L'orfèvre élect'Rone

Le troisième album de Rone, "Creatures", est exaltant et passionnant en tous points. Production très soignée, collaborations étincelantes, ambiances musicales féériques, il confirme qu'il est le diamant brut de l'électro française du XXIe siècle. On prendra la mesure de son éclat à Nuits Sonores. Nicolas Bros


Même si l'effet de surprise n'est plus, le Rone cru 2015 met tout le monde d'accord.  À 34 ans, Erwan Castex met la barre très haut avec son troisième album, l'onirique et lumineux Creatures. L'effervescence ayant entouré Tohu Bohu, son précédent disque, témoignait déjà de la qualité des productions de l'artiste alors exilé à Berlin : un véritable condensé de bombes électroniques entre douceur et dancefloor, tels l'imparable Bye Bye Macadam ou le florissant Parade. Avec Creatures, Rone réitère l'exploit, fruit du travail minutieux d'un véritable passionné de sons électroniques naviguant à l'étage céleste.

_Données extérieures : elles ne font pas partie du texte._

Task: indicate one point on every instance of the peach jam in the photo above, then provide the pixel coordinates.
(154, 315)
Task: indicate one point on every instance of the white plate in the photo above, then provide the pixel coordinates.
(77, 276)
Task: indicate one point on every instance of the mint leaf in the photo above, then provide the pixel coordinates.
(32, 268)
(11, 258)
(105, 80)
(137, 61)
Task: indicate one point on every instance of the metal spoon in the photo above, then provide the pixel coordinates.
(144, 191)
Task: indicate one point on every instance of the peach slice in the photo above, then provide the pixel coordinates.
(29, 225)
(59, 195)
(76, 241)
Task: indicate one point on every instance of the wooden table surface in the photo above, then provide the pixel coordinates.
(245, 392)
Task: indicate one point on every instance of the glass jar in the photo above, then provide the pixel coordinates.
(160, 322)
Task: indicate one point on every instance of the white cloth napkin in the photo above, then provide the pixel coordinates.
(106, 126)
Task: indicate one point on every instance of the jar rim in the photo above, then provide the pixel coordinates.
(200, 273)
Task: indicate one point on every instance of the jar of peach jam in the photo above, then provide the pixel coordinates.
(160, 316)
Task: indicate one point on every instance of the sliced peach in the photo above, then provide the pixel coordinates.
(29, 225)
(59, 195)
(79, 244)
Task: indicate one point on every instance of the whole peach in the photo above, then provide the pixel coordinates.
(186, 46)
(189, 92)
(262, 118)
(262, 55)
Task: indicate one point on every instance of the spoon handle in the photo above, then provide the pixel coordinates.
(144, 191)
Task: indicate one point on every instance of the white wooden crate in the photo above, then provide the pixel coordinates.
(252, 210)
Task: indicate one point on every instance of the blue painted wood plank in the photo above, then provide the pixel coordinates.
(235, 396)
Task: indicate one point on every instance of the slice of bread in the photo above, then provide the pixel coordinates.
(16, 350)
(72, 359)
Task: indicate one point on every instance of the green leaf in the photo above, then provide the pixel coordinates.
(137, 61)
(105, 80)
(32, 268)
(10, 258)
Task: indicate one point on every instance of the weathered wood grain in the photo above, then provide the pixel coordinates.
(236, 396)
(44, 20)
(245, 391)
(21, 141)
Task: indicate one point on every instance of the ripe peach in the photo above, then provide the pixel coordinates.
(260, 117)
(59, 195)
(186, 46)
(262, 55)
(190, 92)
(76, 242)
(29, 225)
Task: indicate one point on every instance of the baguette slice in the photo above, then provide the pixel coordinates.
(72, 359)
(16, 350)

Sons tentaculaires et épanouissement auditif

Très mélodique, Creatures est également poussé sur le plan technique, conservant un côté paradoxal dans sa construction. «Ce qui est étonnant explique Rone, c'est que Creatures est mon album le plus collectif mais également le plus intime."» Dans le but d'atteindre un niveau supplémentaire dans sa création, Rone s'est en effet appuyé sur toute une équipe de techniciens et de musiciens. De quoi lui permettre de s'exprimer pleinement, tissant des sons tentaculaires propices à une expérience auditive inédite, comme sur les titres Acid Reflux ou Ouija.

«Au départ, je crée la musique chez moi explique-t-il. Mais très vite, des limites techniques apparaissent, notamment en terme de mixage. Les ingénieurs du son m'ont permis d'obtenir plus de relief, d'espace et même de silence dans ma musique. Au final, j'étais un peu moins focalisé sur la technique et j'ai pu me concentrer sur la création.» 

Quant au côté intime, il suffit de regarder de plus près les visuels de Creatures, notamment sur scène. Ils ont tous été conçus par Lili Wood, qui n'est autre que la compagne et mère de la fille de Rone. «L'idée de travailler en couple m'a fait peur au début. Mais finalement, cela s'est vraiment bien passé. La musique a littéralement envahi notre maison» sourit l'intéressé.

Autre aspect marquant : les noms des artistes ayant apporté leur patte à Creatures. Aux côtés du génialissime percussionniste Bachar Mar-Khalifé, se succèdent notamment Étienne Daho, le touche-à-tout Bryce Dessner (de The National) sur Mortelle ou bien François Marry (sans ses Atlas Mountains) sur Quitter la Ville. Et lorsqu'on lui parle de la touche pop qu'apportent ces chanteurs, Rone répond «qu'il n'a pas envie de formater sa musique et que ce qui l'intéresse, ce n'est pas de faire de la musique obscure mais bien d'expérimenter l'overground». Lui pour qui l'adage "créer c'est vivre" est plus que jamais valable, est un laborantin des sons modernes.